The new ad finishes with the reveal, when Plaza takes a sip of her product and it leaves that telltale mustache — just like the ones from milk’s original campaign — only this one looks like it has bits of sawdust clinging to it. “Is wood milk real? Absolutely not. Only real milk is real,” she says, then pauses. “Then what did I invest in?!”

And so concluded the revival of an advertising juggernaut, only transformed for these wildly different times.

“We wanted to create a standout, satirical piece that shines a light on the fact that many people do not know the nutritional value of their beverages — or lack thereof,” MilkPEP chief executive Yin Woon Rani wrote in an email to The Washington Post. “Not all milk is created equal when it comes to the nutritional profile.”

Consumers, particularly the younger millennials and Gen Zers that Big Dairy wants so badly to win back from the clutches of oat milk and its plant-based ilk, are evermore cynical — and so straightforward testimonials from the rich and famous telling us how good milk is for us simply aren’t the order of the day.

Gary Wilcox, a professor of media and marketing at the University of Texas at Austin, says the new ad shares some of the DNA of its predecessor, but it has evolved to reach an endlessly scrolling younger consumer. “It’s a hard target to reach,” he says. “They have a short attention span unless you do something to get their attention.”

Trying to recapture the milk mustache mojo might have been an impossible task. But it turns out that although the “Got Milk?” ads were a genuine cultural touchstone, the campaign was not successful at actually selling the American people on a product, Wilcox notes. Milk sales declined steadily even as celebrities lined up to be a part of it.

And milk mustaches have already been deployed with irony: Plant-based brand Silk Nextmilk earlier this year ran ads featuring nepo-babies such as Brooklyn Beckham (the son of soccer legend David Beckham and Spice Girl Victoria Beckham) and Ella Bleu Travolta (the daughter of actor John Travolta and the late Kelly Preston), whose parents had once posed for the original dairy campaign.

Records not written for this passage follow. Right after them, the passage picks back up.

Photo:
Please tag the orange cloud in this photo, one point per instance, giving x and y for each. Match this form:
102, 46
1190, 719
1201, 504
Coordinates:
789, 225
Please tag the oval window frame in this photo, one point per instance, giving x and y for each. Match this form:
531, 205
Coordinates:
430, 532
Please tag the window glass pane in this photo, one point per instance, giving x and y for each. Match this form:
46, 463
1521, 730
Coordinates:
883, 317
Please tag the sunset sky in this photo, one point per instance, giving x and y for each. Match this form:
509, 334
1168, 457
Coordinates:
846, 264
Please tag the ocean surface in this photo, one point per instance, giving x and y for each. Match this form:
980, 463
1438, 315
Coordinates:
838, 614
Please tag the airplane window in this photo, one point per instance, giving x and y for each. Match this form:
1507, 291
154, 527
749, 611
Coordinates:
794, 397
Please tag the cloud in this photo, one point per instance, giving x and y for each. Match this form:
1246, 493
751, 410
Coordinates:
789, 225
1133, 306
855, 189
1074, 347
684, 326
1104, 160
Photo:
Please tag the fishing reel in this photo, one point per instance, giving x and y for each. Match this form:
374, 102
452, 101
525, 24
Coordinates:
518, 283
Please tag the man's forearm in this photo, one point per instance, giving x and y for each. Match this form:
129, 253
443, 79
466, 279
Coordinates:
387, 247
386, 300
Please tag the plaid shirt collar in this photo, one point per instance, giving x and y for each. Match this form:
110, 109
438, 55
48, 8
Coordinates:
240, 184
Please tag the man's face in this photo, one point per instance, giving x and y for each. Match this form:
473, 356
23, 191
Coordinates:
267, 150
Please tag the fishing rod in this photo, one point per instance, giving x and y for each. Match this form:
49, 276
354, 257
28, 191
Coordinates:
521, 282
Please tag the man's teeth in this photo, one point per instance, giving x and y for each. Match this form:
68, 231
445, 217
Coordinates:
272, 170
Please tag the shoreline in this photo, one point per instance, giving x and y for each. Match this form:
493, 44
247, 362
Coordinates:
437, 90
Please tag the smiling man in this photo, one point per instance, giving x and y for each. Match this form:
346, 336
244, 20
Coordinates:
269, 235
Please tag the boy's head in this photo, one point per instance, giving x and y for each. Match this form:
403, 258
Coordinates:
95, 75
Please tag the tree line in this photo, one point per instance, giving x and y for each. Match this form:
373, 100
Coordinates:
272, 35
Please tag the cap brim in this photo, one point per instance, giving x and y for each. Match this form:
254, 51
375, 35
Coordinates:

The choice to employ Plaza as the face of the plant-milk spoof was calibrated, of course. The “White Lotus” star’s deadpan delivery and off-kilter roles have made her one of her generation’s most zeitgeist-y stars. (Slate anointed her “the millennial John Cusack.”)

This time around, the cynicism of younger consumers might run even deeper than the ad execs realized, and even the beloved actress couldn’t escape the backlash.

“Never thought I’d see Aubrey Plaza promoting dairy milk propaganda but here we are,” tweeted one disappointed fan. “I’m so heartbroken y’all,” wrote another. “Aubrey Plaza out here doing ads for the dairy industry trying to make fun of plant milks by shilling ‘wood milk.’ Aubrey how could you!”

MilkPEP was clearly hoping for online buzz. “But campaigns with the hope of buzz and virality run the risk of losing control,” says Anindya Ghose, a marketing professor at New York University’s Stern School of Business. “Negativity spreads faster than positivity, so it’s a slippery slope, and there is a danger that things can go south.”